People who are interested in this book will also love Whitmont’s other books, especially Psyche & Substance: Essays on Homeopathy in the Light of Jungian Psychology.

This book review is reprinted with permission from Homeopathic Links (Homoeopathic Links – Summer 1994)
Reviewed by Misha Norland

“We go from success to difficulty, from failure to mastery, from health to illness, and from illness to healing or death. In life, impasses, states of being hemmed in, disturbances of ‘ease’ as well as critical ‘diseases’ are all necessary to provoke action and change, if everything continued ‘happy ever after’ we would remain in an undisturbed and permanently dulled state. No development would be possible, there would be no life play. A disturber of the peace is necessary to ‘get the play going’. It must function as a ‘Lucifer’, a bringer of light, of new in formation and awareness. Initially the disruptive element will tend to be perceived as evil, and the disturber who personifies it will be rejected and made a scapegoat. Although this element brings forth what needs to come into existence, the personifier will be blamed because it is felt to be painful or repellent”.

These words by Whitmont are an example of the challenge which his 81 years of experience of the human condition, his enquiry and his wisdom, hold in store for the reader. Once again taking up the torch which C. G. Jung handed to him, and which gave rise to the lectures and subsequent book, Psyche and Substance, Whitmont has penned us a volume out of his depth of experience, and offers us the fruits of searching beneath the surface of things to find ‘hidden’ meanings and, in particular, the book pays attention to and honours, the principles of homoeopathy. His sources range from Aristotle to the alchemists, as well as classical and modern writers and poets, and include the data of the ‘new’ physics, the findings of biologists and analytical psychologists. Myths, stories and case histories are interpreted with subtlety. The book is well referenced and contains many quotes refering to the tradition of human enquiry, to Eastern as well as Western thought and religion. Occasionally it is well to read a paragraph over a few times in order that the full meaning may emerge! As each cell is to the body, so each individual and their particular process (including their pathologising) is a part of the body and destiny of the Earth. Thus Whitmont’s vision includes an understanding of disease in terms of ‘divine’ entelechy.
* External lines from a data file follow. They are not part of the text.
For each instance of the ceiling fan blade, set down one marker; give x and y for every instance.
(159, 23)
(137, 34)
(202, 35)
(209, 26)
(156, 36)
I find myself in total accord with Whitmont’s speculations, however there are aspects of his appreciation of how homoeopathy works which I question. For example on page 105 it is stated: The substance-derived field [of the homoeopathic remedy, Ed] addresses itself directly to biological or somatic code systems and may secondarily affect psychological, emotional and mental functioning. The reverse is true of psychic induction, which operates from the psychic to the somatic. I have observed from my practice and also from homoeopathic provings that such distinctions do not in fact occur; that the influence produces discernible changes at whichever level . I should also comment that the general level of homoeopathic, and in particular materia medica, insight is less than the otherwise very high level of philosophical and psychological understanding. In conclusion, although The Alchemy of Healing would be a book more accessible to the reader of psychological literature rather than the ‘just’ homoeopath, the ‘just’ homoeopath would benefit enormously. Let us give the last words to Whitmont. “In the core of what eventually manifests as illness and pathology is encoded the universally human ‘basic fault’ (as the experience of a frightened and traumatised child with its sense of helplessness, shame and anger in the face of what is felt to be overwhelming odds). In the midst of all the fault lines, whirlpools, eddies and dissipative forces of our earth and the cosmo-embedded flow of our life stream, our sense of individual identity remains vested in the reality of our early childbody selves that persists in everybody, hidden behind defences and rational insights. While basically afraid and frightened by previous wounding, this childbody self is also that which wants and is able to grow. It strives to reconstruct itself, to be reborn out of the misery, ‘mortification’ and apparent senselessness of every suffered conflict, every seeming ‘no exit’ impasse. It responds to the call of its entelechy and – whether we realise it consciously or not strives to mature and grow through the wisdom extracted from the experience of being tossed about, succussed’, shaken and carried by the stream of life’ through the phases of sorrow and joy, death and birth”.